Lisbon: Museu Nacional do Azulejo
Sitting near the waterfront in Lisbon pondering where we should go next, I remembered our friends at The Travels of BBQBoy & Spanky had written a post about a tile museum in Lisbon and I remembered a particular photo they had posted that captured my attention. Let’s go there!
Entering the first hall, of tiled wall murals, at the Museu Nacional do Azulejo, I think we both let out a silent gasp of wonder.
After meandering through a few exhibition rooms and being awestruck at the detailed beauty and history of the colorful tiles, we turned the corner and entered a room that just took our breath away. I looked at Abi and said, “What is this place?” It was truly stunning.
Lucky us we struck up a conversation with a staff member, Luis, who was a wealth of knowledge and he was ready to share. As best I can remember the story goes a little like this. The museum is housed in a 16th century convent founded by Queen Leonor. The convent of Madre de Deus.
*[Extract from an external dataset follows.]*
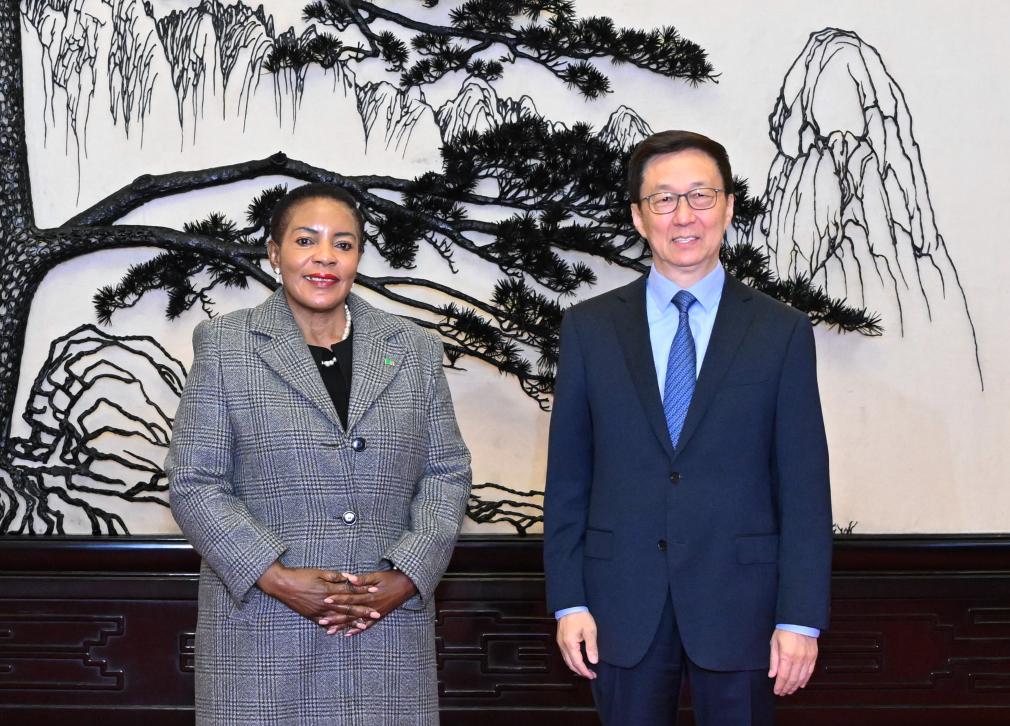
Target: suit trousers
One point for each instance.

It was somewhat common for the daughter of a noble family to enter the order, if they could not find a husband.
As you can see, this was no ordinary little church, attached to a convent, that just happened to be a part of the Queen’s household. But, back to the tile.
On the third floor there is a panoramic tile mural that once again left us awestruck. It is 1115 x 2347cm (120′) and depicts the city of Lisbon as it was before the great earthquake of 1755. It’s known as The Great View of Lisbon, circa 1700 and it is spectacular in it’s detail.
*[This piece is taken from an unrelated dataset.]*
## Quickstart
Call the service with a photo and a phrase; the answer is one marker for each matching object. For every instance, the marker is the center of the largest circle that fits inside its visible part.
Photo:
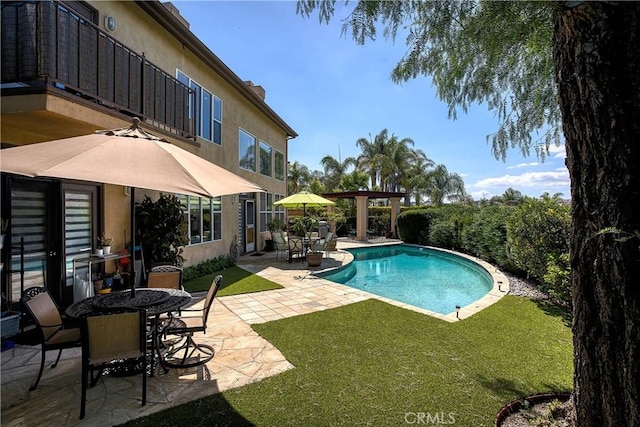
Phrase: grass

Here’s a fun tidbit. In the upstairs choir room there is a painting – a very large painting – of The Last Supper. Legend has it that it has been hanging in the choir for 500 years and if I remember correctly there is no artist’s signature. But, what’s fascinating is that you can clearly see where a figure has been “erased” for lack of a better word. Really something, right? Take a close look, and then do a Google search for da Vinci’s Last Supper and note the differences.
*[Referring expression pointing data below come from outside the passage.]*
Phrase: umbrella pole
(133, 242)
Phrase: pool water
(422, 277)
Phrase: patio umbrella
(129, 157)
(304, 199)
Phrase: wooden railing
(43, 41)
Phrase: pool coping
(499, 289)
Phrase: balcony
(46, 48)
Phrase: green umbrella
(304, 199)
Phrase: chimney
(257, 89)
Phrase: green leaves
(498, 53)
There are two sites one must see when visiting Lisbon. The Museu Nacional do Azulejo should not be missed, obviously, and the second must see is the Museu Nacional dos Coches. If you got to Lisbon for no other reason than to see these two museums, then you’d be good to go. They’re that good. It takes a bit of effort to get to both museums as they are on opposite ends of Lisbon but it is well-worth the time. You won’t regret it.